Quest’anno la conferenza si è focalizzata sull’Humanitarian-Development Nexus, approccio che vuole rafforzare le sinergie e il legame tra interventi di emergenza e di sviluppo al fine di ottenere soluzioni durature di pace, stabilità e rispetto dei diritti della persona.

Un criterio che si lega agli interventi di Cesvi focalizzati sul supporto a fasce vulnerabili della popolazione colpite da eventi traumatici, attraverso il rafforzamento dei processi di resilienza sia a livello individuale che comunitario.

All’appuntamento, in rappresentanza della nostra fondazione, ha partecipato Davide Caliandro, Coordinatore dell’Unità Tecnica in Libia, affiancato da Francesca Giordano, PhD, ricercatrice presso l’Unità di Ricerca sulla Resilienza (RiRes) dell’Università Cattolica del Sacro Cuore di Milano.

Alla luce di una collaborazione sviluppatasi nel corso dell’ultimo anno, Cesvi e RiRes hanno presentato l’esperienza maturata in Libia, relativa all’adozione del modello sperimentaleTutori di Resilienza”. L’approccio sviluppato da RiRes e Cesvi mira a superare l’utilizzo standardizzato e asettico di procedure di supporto psicosociale per vittime di traumi legati al conflitto: procedure e metodologie che vengono sviluppate lontano e senza tenere in considerazione il luogo e il contesto socio-culturale in cui verranno applicate.

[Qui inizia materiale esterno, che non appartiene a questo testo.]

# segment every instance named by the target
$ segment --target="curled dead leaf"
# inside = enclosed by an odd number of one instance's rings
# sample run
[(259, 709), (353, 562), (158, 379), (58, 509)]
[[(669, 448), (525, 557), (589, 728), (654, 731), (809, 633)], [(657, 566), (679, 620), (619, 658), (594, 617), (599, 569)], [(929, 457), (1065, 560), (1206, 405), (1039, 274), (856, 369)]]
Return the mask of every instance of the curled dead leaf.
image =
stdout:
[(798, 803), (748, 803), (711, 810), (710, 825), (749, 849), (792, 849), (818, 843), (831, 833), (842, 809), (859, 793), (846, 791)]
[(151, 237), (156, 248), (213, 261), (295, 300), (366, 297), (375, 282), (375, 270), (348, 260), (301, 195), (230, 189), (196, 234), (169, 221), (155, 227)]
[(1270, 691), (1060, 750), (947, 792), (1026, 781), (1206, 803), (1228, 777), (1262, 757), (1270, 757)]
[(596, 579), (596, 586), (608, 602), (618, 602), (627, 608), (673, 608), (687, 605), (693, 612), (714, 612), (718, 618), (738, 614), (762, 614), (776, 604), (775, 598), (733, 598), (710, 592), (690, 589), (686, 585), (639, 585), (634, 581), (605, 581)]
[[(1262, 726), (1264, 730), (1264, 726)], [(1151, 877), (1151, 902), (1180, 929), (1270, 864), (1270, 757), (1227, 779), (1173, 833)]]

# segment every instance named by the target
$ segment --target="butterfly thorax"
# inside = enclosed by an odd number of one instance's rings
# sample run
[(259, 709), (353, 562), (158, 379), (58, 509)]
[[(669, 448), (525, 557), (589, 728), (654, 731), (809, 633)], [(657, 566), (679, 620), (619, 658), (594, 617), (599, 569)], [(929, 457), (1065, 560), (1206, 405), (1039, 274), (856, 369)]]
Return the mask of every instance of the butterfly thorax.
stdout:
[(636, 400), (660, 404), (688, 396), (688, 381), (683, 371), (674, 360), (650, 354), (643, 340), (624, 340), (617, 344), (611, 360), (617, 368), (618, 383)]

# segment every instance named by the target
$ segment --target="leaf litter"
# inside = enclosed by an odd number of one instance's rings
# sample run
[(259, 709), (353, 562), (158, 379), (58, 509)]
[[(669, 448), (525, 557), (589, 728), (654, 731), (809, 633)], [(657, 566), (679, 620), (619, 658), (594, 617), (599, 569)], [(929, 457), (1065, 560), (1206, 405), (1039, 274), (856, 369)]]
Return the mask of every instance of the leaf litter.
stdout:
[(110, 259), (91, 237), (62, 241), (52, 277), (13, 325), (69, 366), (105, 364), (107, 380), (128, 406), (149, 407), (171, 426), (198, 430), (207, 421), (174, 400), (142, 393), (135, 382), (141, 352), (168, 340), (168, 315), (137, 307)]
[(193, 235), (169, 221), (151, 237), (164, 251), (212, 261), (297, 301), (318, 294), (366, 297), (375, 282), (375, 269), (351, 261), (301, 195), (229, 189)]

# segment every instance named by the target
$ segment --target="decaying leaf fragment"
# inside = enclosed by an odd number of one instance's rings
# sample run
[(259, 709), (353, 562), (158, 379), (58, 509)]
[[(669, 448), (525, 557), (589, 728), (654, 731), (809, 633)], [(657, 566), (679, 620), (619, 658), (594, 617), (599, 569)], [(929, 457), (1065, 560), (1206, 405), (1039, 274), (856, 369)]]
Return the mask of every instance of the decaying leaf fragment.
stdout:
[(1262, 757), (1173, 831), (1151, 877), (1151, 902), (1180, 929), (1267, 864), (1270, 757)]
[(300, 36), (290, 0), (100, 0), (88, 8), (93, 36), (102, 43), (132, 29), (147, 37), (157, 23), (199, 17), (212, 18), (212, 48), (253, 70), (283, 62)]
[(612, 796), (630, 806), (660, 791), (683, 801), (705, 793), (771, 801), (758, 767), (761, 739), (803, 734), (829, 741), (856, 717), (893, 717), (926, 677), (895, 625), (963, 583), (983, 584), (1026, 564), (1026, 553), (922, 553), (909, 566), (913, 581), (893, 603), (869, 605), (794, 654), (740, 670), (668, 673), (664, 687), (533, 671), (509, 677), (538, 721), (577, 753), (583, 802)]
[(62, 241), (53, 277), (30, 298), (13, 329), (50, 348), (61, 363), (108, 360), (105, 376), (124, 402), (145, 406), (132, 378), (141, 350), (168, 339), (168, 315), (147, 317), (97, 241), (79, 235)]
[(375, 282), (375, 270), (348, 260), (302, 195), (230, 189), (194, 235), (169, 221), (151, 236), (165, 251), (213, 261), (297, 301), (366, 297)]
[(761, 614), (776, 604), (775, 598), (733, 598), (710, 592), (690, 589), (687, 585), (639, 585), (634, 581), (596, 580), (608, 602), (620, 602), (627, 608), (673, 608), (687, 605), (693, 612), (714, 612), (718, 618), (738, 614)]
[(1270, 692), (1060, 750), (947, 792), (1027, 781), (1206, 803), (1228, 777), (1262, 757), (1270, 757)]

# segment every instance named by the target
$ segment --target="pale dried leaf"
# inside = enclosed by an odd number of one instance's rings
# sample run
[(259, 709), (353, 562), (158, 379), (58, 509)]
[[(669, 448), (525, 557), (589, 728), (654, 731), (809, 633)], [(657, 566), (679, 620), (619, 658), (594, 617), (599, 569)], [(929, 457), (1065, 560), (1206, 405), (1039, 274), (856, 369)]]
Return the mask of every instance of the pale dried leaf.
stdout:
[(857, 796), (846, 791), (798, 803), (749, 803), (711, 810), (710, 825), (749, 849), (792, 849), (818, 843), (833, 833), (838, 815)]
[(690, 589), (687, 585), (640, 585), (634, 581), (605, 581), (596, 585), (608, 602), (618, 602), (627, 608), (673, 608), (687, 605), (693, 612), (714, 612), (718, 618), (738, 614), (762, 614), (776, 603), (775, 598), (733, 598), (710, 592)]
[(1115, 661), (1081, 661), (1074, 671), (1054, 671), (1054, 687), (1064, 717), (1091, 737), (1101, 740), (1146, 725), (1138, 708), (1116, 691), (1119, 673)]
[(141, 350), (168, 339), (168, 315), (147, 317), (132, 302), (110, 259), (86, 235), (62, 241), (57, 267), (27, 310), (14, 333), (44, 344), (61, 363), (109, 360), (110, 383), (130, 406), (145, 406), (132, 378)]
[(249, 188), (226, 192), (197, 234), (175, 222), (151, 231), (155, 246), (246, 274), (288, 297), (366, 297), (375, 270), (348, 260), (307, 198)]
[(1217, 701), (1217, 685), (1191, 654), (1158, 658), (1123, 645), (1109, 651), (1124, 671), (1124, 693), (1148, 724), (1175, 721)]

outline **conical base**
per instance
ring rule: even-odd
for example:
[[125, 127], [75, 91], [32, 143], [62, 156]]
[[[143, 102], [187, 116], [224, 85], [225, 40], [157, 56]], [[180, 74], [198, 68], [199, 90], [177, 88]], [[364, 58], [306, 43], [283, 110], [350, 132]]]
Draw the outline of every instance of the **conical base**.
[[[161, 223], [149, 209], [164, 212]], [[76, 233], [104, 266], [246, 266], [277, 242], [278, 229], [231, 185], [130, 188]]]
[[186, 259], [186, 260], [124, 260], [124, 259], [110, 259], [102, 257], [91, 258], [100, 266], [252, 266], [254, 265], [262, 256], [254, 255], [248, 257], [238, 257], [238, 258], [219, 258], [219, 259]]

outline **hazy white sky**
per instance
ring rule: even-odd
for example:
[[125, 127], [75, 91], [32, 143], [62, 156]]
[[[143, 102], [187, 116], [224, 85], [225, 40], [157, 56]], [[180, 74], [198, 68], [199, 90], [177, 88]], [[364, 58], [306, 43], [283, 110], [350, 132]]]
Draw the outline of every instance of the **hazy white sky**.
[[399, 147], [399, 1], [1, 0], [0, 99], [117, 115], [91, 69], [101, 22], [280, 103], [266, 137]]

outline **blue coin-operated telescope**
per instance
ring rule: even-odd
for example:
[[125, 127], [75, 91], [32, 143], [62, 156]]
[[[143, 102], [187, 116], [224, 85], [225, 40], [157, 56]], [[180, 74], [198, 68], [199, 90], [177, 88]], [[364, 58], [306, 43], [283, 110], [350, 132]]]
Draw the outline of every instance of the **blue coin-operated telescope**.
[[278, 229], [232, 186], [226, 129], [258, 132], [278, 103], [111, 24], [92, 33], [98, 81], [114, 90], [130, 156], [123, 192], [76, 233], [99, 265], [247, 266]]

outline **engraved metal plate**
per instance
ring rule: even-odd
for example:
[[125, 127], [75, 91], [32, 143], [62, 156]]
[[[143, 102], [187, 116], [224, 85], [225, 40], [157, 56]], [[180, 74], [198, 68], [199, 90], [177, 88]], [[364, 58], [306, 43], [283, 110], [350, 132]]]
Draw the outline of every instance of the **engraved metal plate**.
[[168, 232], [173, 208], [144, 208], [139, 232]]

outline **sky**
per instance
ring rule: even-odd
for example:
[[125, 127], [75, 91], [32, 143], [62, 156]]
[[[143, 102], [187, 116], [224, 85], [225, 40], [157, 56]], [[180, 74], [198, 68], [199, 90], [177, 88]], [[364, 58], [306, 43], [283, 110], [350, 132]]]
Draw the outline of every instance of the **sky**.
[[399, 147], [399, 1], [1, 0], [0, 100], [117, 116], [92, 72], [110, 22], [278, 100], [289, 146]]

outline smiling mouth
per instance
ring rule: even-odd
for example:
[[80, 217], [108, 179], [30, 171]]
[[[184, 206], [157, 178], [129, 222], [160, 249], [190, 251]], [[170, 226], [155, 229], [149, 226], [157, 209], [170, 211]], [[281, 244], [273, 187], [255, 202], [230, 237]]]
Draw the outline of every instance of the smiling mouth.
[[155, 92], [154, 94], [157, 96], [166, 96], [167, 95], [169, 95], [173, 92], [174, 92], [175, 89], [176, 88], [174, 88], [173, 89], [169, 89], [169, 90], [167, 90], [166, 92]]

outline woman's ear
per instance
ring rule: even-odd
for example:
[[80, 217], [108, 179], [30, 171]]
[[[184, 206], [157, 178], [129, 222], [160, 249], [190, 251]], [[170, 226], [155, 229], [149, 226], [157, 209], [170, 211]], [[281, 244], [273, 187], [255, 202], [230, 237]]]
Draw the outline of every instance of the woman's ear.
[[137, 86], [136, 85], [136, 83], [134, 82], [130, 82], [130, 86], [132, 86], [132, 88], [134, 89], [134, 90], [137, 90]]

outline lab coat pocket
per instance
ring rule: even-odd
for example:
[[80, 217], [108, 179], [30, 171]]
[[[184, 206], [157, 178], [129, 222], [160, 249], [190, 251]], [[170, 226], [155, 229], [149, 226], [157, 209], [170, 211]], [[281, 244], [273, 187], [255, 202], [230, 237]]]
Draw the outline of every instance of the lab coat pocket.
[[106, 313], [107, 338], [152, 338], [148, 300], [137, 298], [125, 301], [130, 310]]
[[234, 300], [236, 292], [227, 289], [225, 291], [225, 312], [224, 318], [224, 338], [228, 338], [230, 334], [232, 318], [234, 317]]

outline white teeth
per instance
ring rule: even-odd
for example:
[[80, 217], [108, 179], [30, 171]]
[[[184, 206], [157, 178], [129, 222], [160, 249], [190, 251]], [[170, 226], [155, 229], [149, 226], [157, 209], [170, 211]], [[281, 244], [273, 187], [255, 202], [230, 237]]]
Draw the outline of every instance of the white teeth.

In particolare, il modello fornisce agli operatori sociali una metodologia per programmare attività di supporto psicosociale con bambini e persone vulnerabili al fine superare i vissuti traumatici e le difficoltà legate al contesto in cui vivono.

Attraverso il modello “Tutori di Resilienza” gli operatori sociali sono in grado di costruire relazioni di fiducia e di supporto, aiutando gli utenti a identificare e perseguire soluzioni coerenti con i bisogni e con il contesto di intervento.

Cesvi sta promuovendo in Libia alcune attività di formazione a beneficio di organizzazioni locali cosi da diffondere questo modello per rafforzare le capacità degli attori locali nel fornire servizi alle fasce vulnerabili della popolazione” spiega Davide Caliandro.

In Libia, dove Cesvi è attivo dal 2011 con progetti a sostegno dell’infanzia e della popolazione locale, l’adozione di questo ha approccio ha permesso di superare l’inadeguatezza delle procedure di presa in carico per i minori che hanno assistito a violenze e trattamenti degradanti e di rafforzare la coesione sociale in un contesto particolarmente a rischio e instabile.


Cesvi opera in Libia dal 2011 con progetti a sostegno della popolazione locale, fornendo protezione alle categorie vulnerabili – minori e donne vittime di violenza, migranti e rifugiati – a Tripoli, Zwara e Misurata.